May 2014

Volume 29 Number 5

# Test Run : Association Rule Learning

James McCaffrey

Association rule learning is a technique from the field of machine learning that extracts if-then rules from a set of data. For example, if the data being explored is a set of supermarket transactions, one association rule might be, “IF a customer buys apples and coffee THEN there is a high likelihood he will also buy butter and donuts.”

There are several types of association rules. This article explains how to extract high-confidence rules, which are characterized by being true in a specified minimum percentage of the transactions being analyzed. Association rule learning can be applied to many kinds of data besides purchasing transactions, including system log files, user search queries and natural UI commands. This article explains how high-confidence association rule learning works and presents a complete demo program.

The best way to see where this article is headed is to take a look at the demo program in Figure 1. The demo sets up 10 dummy transactions, encoded so each item is a 0-based value. For example, the first transaction is (0 3 4 11), which means that items 0, 3, 4 and 11 occur together. In most cases, duplicate transactions are allowed, such as transactions 2 and 3.

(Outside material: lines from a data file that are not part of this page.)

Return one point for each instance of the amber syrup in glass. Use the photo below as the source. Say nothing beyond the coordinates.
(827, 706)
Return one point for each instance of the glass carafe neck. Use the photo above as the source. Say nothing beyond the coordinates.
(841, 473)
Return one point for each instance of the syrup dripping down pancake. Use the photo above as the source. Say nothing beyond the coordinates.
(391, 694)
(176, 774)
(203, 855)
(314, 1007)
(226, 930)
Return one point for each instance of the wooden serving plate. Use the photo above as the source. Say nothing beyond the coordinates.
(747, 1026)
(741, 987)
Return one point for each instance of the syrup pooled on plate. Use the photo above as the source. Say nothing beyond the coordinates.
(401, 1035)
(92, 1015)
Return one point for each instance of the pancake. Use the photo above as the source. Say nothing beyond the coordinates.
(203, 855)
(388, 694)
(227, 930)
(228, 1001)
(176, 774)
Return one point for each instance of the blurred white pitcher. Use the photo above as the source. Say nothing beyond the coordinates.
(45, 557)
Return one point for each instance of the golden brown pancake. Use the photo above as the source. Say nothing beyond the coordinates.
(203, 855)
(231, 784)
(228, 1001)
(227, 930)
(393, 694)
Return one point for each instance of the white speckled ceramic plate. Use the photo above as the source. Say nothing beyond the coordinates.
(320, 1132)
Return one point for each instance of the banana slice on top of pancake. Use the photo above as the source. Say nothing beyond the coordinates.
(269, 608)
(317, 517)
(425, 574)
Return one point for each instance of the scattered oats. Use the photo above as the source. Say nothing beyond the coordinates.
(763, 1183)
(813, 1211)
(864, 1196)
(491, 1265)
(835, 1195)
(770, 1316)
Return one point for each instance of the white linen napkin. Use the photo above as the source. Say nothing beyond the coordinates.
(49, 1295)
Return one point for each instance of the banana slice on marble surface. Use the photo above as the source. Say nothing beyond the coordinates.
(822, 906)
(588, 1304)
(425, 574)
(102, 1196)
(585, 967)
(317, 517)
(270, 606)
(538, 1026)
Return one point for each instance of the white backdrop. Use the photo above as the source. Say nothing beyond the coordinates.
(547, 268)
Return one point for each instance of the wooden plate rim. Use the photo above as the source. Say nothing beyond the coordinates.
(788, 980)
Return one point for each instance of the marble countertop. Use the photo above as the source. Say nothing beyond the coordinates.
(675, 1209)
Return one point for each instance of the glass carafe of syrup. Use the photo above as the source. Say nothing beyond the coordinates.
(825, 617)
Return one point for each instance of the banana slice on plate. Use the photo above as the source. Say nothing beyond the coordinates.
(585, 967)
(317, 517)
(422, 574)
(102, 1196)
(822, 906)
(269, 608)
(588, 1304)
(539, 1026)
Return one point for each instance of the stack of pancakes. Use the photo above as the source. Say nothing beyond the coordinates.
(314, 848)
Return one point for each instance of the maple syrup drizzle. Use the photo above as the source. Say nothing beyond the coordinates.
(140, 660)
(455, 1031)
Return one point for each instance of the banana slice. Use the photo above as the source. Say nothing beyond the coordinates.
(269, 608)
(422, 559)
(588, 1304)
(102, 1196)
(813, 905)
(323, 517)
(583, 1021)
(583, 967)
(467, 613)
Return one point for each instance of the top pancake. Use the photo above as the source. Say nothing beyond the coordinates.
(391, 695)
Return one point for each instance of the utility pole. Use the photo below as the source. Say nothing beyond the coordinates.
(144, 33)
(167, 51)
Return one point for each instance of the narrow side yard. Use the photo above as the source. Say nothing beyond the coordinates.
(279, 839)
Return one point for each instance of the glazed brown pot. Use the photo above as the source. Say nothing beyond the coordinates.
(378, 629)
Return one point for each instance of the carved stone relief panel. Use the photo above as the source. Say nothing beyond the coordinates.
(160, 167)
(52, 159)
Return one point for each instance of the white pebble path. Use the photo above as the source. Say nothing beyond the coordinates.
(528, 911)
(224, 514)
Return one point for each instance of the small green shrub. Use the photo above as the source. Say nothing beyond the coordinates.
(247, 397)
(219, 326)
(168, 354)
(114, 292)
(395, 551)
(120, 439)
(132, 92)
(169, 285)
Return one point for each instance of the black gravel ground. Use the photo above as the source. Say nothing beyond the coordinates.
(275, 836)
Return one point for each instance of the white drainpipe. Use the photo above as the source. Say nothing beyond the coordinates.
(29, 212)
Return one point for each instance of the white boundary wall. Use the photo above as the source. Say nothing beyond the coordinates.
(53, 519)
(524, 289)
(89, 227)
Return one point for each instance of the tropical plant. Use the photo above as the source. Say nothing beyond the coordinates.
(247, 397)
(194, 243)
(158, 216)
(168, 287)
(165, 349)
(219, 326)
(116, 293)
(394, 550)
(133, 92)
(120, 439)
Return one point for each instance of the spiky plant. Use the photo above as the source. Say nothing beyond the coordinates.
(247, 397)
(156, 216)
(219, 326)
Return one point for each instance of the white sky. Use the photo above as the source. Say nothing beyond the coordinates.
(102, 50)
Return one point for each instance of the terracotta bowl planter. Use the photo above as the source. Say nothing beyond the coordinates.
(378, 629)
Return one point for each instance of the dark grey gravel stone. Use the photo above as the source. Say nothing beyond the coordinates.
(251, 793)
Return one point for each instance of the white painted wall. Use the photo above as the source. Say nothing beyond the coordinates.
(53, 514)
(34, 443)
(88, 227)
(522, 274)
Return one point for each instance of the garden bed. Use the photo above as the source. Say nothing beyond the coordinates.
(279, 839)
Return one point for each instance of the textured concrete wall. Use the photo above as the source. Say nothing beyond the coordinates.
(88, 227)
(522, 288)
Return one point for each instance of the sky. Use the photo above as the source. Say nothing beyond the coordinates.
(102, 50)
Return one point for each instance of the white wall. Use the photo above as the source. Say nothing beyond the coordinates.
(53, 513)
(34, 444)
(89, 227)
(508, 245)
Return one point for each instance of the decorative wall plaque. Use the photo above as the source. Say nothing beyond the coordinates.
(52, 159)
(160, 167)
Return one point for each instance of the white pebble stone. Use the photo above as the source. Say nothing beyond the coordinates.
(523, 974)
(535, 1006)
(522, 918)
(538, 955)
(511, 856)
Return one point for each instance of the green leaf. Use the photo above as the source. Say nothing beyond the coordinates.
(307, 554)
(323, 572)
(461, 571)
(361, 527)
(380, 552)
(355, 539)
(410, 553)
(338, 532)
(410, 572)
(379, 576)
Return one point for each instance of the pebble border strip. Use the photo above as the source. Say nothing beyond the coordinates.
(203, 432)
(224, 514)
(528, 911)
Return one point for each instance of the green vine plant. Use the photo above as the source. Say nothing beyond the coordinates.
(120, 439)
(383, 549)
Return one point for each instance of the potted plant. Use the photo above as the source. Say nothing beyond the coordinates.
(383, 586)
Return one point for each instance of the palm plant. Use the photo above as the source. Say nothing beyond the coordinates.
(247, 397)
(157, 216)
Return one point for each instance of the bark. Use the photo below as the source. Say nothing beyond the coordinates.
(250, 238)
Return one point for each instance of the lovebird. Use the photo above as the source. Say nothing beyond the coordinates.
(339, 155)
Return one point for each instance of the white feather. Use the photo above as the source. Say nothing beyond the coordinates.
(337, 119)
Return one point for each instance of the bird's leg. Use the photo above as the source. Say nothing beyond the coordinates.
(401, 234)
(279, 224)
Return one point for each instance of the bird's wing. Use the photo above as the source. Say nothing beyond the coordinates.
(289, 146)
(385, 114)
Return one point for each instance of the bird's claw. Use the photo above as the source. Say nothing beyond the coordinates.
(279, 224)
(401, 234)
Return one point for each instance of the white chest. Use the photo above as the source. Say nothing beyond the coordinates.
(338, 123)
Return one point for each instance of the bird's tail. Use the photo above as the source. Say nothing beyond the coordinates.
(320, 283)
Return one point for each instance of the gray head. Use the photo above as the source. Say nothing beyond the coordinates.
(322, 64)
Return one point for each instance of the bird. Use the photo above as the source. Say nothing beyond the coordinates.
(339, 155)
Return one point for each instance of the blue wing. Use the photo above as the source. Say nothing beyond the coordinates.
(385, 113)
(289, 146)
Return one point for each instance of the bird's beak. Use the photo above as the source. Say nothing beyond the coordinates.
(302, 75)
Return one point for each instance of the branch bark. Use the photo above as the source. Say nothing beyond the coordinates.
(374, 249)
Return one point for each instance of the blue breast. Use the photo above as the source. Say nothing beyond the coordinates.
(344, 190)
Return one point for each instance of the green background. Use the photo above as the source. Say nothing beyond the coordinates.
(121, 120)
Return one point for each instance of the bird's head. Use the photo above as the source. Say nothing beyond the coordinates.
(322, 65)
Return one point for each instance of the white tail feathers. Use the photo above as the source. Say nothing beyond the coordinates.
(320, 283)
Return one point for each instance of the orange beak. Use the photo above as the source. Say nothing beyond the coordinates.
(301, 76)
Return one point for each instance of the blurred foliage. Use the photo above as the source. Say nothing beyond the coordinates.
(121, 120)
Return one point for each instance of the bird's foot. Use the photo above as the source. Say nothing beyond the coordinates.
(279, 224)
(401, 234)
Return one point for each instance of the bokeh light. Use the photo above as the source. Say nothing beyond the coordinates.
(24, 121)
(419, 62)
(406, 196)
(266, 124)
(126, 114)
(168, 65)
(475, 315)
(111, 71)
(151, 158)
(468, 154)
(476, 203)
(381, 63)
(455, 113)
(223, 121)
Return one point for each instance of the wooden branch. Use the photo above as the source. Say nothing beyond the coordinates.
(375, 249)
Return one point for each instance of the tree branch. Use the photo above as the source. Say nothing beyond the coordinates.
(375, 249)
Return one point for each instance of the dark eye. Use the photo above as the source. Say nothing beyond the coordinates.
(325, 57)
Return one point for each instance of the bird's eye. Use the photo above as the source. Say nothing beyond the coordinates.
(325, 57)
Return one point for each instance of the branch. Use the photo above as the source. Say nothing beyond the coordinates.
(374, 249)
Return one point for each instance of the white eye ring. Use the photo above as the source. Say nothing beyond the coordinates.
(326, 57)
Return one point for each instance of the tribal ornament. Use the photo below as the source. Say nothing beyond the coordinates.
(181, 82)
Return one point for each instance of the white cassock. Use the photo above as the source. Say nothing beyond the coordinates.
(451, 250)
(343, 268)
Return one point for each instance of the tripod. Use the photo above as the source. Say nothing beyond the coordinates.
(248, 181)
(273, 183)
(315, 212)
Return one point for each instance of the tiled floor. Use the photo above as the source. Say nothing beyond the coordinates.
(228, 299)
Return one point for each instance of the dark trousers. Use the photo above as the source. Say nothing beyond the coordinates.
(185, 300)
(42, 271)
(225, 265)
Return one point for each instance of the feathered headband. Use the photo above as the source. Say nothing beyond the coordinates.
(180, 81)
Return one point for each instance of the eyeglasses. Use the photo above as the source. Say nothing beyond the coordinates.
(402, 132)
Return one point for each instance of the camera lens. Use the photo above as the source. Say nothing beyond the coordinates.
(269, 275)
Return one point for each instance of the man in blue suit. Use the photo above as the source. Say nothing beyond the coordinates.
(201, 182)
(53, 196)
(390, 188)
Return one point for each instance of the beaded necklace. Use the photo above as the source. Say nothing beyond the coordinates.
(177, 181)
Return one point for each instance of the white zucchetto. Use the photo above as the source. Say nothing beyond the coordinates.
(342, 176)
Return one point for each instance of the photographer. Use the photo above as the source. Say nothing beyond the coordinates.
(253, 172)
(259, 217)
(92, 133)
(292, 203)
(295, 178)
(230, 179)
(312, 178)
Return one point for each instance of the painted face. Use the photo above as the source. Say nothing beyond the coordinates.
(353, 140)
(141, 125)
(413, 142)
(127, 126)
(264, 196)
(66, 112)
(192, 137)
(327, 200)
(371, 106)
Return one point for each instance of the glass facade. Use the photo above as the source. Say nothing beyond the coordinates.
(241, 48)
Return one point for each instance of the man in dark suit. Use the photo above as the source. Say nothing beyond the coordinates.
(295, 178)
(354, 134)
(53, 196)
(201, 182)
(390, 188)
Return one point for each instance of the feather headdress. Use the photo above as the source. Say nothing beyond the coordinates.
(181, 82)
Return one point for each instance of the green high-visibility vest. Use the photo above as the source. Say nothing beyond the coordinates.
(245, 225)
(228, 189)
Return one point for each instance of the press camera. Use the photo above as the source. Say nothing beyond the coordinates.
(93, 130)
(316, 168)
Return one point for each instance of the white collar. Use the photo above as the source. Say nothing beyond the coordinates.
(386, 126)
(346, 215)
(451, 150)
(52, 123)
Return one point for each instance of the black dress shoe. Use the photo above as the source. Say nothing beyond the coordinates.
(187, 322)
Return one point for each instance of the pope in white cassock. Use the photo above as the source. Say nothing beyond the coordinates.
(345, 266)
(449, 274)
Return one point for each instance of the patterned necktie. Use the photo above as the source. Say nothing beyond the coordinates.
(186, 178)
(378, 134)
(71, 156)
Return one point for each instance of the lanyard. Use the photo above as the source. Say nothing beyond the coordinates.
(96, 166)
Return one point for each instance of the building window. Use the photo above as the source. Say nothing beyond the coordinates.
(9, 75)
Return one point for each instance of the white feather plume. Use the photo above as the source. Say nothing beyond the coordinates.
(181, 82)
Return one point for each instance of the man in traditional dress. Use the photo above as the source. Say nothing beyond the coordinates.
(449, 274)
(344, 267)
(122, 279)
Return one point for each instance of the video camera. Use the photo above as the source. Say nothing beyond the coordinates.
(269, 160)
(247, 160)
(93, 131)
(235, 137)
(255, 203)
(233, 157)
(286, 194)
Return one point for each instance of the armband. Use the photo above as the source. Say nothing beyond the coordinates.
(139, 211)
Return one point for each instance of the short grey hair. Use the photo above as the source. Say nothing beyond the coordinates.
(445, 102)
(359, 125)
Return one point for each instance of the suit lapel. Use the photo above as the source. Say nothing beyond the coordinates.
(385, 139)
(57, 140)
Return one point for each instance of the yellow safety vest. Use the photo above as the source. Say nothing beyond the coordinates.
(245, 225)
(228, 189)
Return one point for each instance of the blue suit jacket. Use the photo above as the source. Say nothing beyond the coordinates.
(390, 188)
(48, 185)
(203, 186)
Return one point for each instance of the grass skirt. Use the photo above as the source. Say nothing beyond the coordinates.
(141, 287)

Figure 1 Finding High-Confidence Association Rules

Although you can perform a search for high-confidence association rules directly on the encoded transactions data, in most situations frequent item-sets are first extracted from the transactions. An item-set is a subset of all possible transactions, and frequent item-sets are those that meet some user-specified minimum number of occurrences (called the support level) in the transactions set. In the demo, using a support value of 0.30 (so an item-set must occur in at least 0.30 * 10 = 3 transactions), there are eight frequent item-sets. The first is (2 5). Items 2 and 5 occur together in three transactions: 7, 8 and 9. Frequent item-sets eliminate outlier transactions that might generate a very high-confidence rule but are so rare the rule isn’t particularly relevant. In most cases, frequent item-sets are distinct, with no duplicates allowed. Extracting frequent item-sets from transactions is a surprisingly difficult task. See “Frequent Item-Sets for Association Rule Learning” in the January 2013 issue of MSDN Magazine at msdn.microsoft.com/magazine/dn519928.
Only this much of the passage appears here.